A $1.6 million payment in the current budget shored up a system that was left with $68,000 at the end of last fiscal year, which closed in June 2018, however, the fund remains only 13 percent funded.
Mayor Mark Kaczynski and Board of Finance Chairperson Sam Lomaglio said they are working on a deal to cut roughly $400,000 from the pension contribution in the proposed budget, shifting those funds to the general fund budget to offset the need for a tax increase.
The $1.2 million pension contribution would be less than the actuaries’ recommendation, but Kaczynskibelieves $1 million should cover anticipated buyouts next year. The remaining $200,000 would go towards annuity payments.
“It’s a way we can reduce the mill rate and not really hurt anything,” Kaczynski said. “It’s not an ideal situation, but we still have money set aside for the pension fund.”
The council is expected to vote on the Board of Finance’s budget proposal by Wednesday night.
The payment would come from the budget reserve fund, essentially the rainy day fund, allowing the town to cover buyouts anticipated for this year without having to raise taxes or push services out of the budget.
The majority of the annuity payment makes up for years of underfunding. Berlin only began contributing the recommended amount 2018, and often paid between nothing and $700,000 in prior years, Finance Director Kevin Delaney said.
He also said the town would only need to pay $100,000 next year if it had been making the recommended payments annually.
"This has been built up over many years and so part of it is also, for lack of a better word, fairness. Taxpayers today, it could be residents or businesses, taxpayers today are being asked to pay on a liability that's been built up over many, many years," he said. "It's probably not fair to burden today's taxpayer with all of that cost if we can avoid it.”
Delaney said if the employees remaining on the plan all took buyouts this year the town would face a $7 million payout, however, he only anticipates two to three of the 13 eligible members to retire in 2019. For around five years, every member of the plan who has retired has taken a lump sum payout rather than ongoing annuity payments, which has drained an already starved fund.
Berlin Police Sgt. Mark Soneson, who is the vice president of the local police union, said employees prefer the buyout over an annuity largely because it allows for more flexible estate planning and can accommodate for inflation if a portion of the money is invested. Of the 13 remaining members of the pension plan eligible for a buyout, 11 are in the police department.

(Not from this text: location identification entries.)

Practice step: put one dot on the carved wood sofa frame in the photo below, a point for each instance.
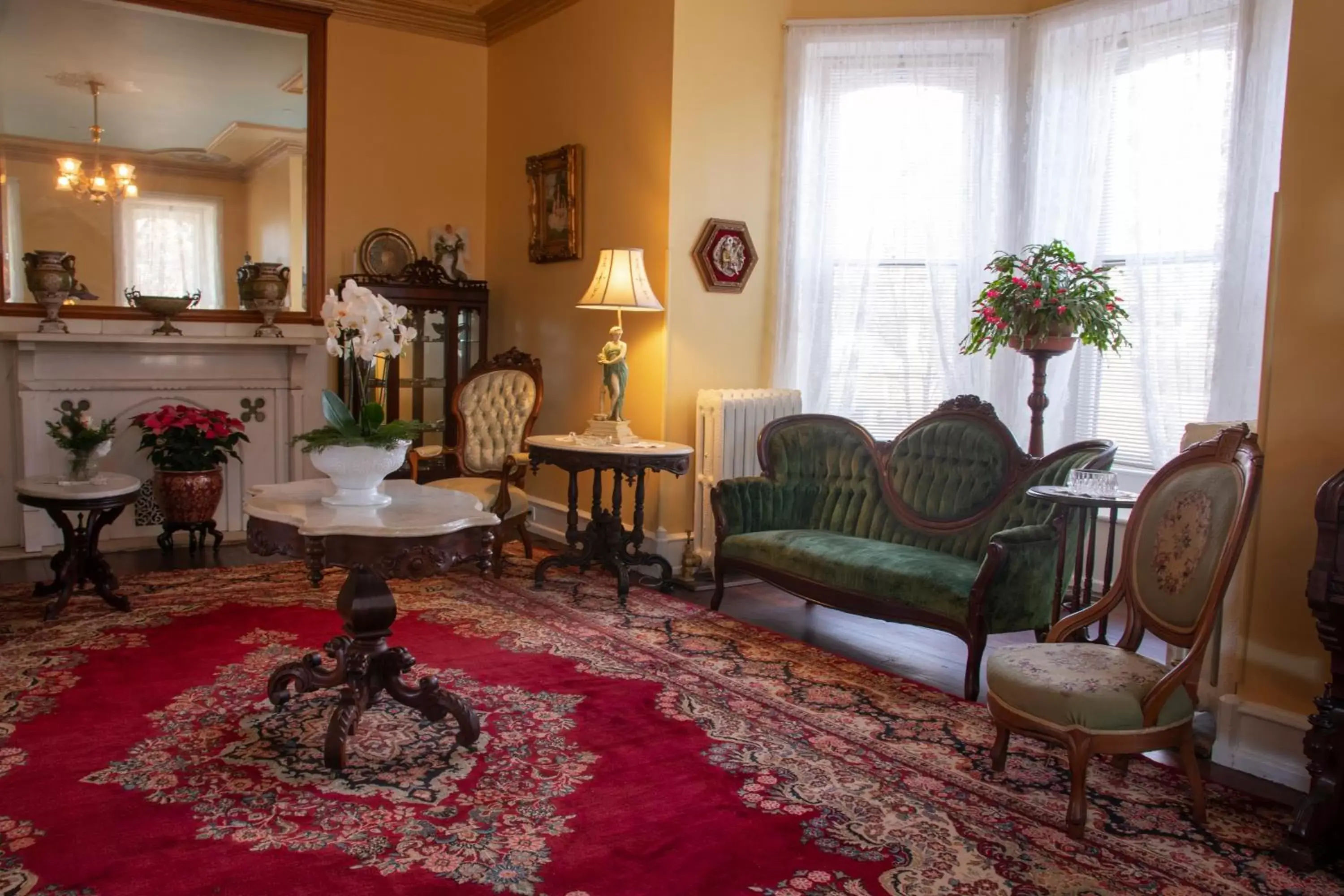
(974, 632)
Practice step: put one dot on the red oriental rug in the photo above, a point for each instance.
(659, 750)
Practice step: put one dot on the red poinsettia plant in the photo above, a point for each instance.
(1045, 292)
(185, 439)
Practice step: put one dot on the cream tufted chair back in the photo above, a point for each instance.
(496, 409)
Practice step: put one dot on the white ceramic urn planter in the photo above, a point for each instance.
(358, 472)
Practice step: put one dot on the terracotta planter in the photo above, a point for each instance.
(189, 497)
(1053, 340)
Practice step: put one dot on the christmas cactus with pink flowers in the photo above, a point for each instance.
(1045, 292)
(182, 439)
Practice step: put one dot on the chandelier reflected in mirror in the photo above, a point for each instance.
(97, 186)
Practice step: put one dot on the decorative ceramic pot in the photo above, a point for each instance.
(189, 496)
(82, 465)
(358, 470)
(52, 279)
(264, 287)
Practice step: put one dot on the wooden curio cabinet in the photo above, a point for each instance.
(452, 322)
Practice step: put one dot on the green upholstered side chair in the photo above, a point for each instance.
(1182, 543)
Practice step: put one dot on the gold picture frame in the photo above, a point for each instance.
(557, 205)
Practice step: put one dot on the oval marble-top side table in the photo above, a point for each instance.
(422, 532)
(95, 505)
(605, 542)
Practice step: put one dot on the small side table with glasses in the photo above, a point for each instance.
(93, 504)
(1086, 508)
(605, 542)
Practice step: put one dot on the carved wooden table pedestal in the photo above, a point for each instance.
(605, 540)
(1316, 835)
(80, 560)
(422, 532)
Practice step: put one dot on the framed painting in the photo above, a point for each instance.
(557, 205)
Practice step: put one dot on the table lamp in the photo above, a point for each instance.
(619, 284)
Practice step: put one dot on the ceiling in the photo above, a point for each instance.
(175, 81)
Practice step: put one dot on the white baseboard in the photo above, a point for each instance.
(1262, 741)
(547, 519)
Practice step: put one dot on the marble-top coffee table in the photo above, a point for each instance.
(95, 505)
(422, 532)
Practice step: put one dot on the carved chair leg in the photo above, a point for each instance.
(718, 585)
(1080, 751)
(999, 753)
(526, 538)
(975, 655)
(1197, 784)
(499, 554)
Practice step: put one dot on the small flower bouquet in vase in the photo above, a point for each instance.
(359, 449)
(85, 445)
(187, 447)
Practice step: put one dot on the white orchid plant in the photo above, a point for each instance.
(361, 328)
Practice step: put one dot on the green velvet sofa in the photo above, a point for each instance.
(933, 528)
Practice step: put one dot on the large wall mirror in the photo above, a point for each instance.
(210, 148)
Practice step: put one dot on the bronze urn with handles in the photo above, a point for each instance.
(52, 280)
(264, 287)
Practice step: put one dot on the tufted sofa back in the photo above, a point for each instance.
(494, 409)
(949, 482)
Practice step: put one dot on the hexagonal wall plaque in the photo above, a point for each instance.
(725, 256)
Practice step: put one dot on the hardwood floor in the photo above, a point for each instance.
(921, 655)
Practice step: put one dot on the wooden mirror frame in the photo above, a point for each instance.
(283, 17)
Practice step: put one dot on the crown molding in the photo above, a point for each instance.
(47, 151)
(503, 18)
(440, 19)
(432, 18)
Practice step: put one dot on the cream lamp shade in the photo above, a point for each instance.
(621, 284)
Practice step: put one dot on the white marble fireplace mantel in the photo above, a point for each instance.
(273, 385)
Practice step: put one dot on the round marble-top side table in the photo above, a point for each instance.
(1085, 551)
(605, 542)
(95, 505)
(422, 532)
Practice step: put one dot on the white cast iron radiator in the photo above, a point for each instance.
(728, 424)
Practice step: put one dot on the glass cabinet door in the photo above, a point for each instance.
(468, 340)
(424, 386)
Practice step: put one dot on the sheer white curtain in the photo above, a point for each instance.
(170, 246)
(1143, 132)
(1154, 147)
(894, 198)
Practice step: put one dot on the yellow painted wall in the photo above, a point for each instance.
(82, 229)
(1303, 417)
(405, 140)
(599, 74)
(268, 213)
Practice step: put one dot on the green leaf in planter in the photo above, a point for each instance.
(338, 414)
(371, 417)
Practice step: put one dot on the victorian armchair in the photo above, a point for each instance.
(1182, 543)
(495, 409)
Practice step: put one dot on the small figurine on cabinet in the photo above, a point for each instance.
(616, 374)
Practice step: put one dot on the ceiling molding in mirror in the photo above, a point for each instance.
(189, 104)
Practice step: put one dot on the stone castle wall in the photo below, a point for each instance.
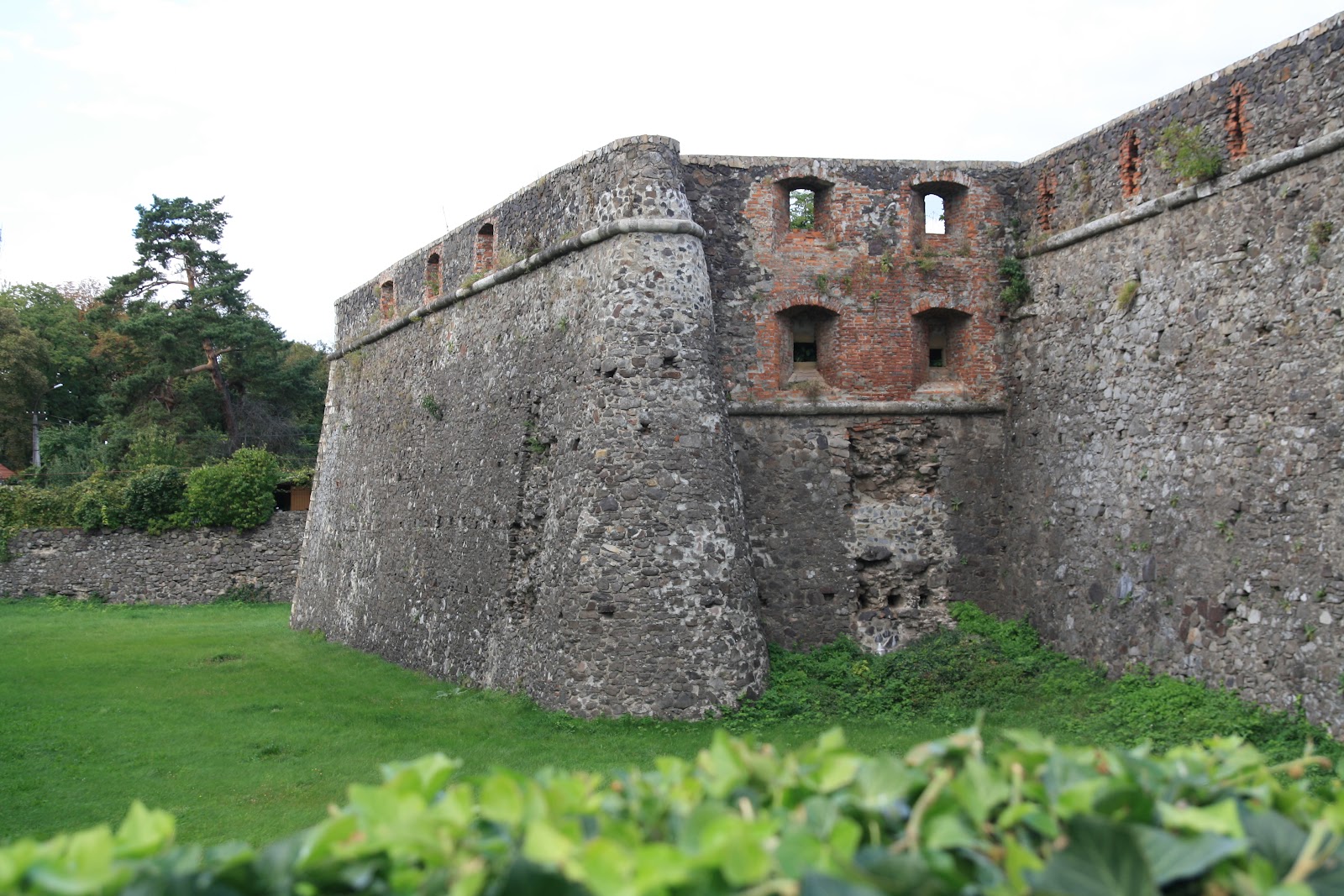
(853, 479)
(534, 486)
(1175, 443)
(606, 472)
(176, 567)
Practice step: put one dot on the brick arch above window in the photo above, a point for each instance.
(947, 192)
(786, 190)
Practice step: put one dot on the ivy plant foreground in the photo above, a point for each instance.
(949, 817)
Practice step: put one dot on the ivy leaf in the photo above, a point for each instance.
(1102, 859)
(947, 831)
(1274, 837)
(501, 799)
(144, 832)
(1173, 857)
(817, 884)
(544, 846)
(1220, 819)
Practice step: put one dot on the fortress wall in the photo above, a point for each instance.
(584, 194)
(869, 264)
(866, 526)
(1176, 465)
(179, 566)
(1276, 100)
(534, 488)
(859, 490)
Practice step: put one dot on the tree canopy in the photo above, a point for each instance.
(170, 363)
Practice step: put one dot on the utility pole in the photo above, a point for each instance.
(37, 441)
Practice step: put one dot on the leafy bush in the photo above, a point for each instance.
(951, 817)
(1018, 289)
(152, 497)
(239, 492)
(101, 503)
(987, 663)
(1183, 152)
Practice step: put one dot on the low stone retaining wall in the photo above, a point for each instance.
(176, 567)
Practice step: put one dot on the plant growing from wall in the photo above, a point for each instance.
(1183, 154)
(803, 210)
(1126, 295)
(1016, 289)
(1320, 237)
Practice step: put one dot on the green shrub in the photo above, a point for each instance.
(101, 503)
(45, 508)
(994, 664)
(1018, 289)
(1183, 154)
(154, 496)
(239, 492)
(951, 817)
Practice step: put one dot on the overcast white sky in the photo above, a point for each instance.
(346, 134)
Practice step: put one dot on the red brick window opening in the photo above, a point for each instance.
(942, 343)
(801, 203)
(433, 277)
(936, 207)
(1236, 123)
(803, 208)
(1129, 175)
(936, 214)
(486, 248)
(808, 344)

Soneson also noted that the annuity does not account for inflation. He pointed to one officer who retired in 1979 and received around $6,000 a year, which would be worth $35,602.25 today, according to the Bureau of Labor Statistics, until his death in 2013.
There’s no concern that the town won’t honor its obligations, Soneson said, however, years of not setting aside money have placed today’s taxpayers in an unfair bind.
“They kicked the can down the road,” he said. “What would bother me is...people who live here now are paying for a tax break essentially that people 20 years ago got.”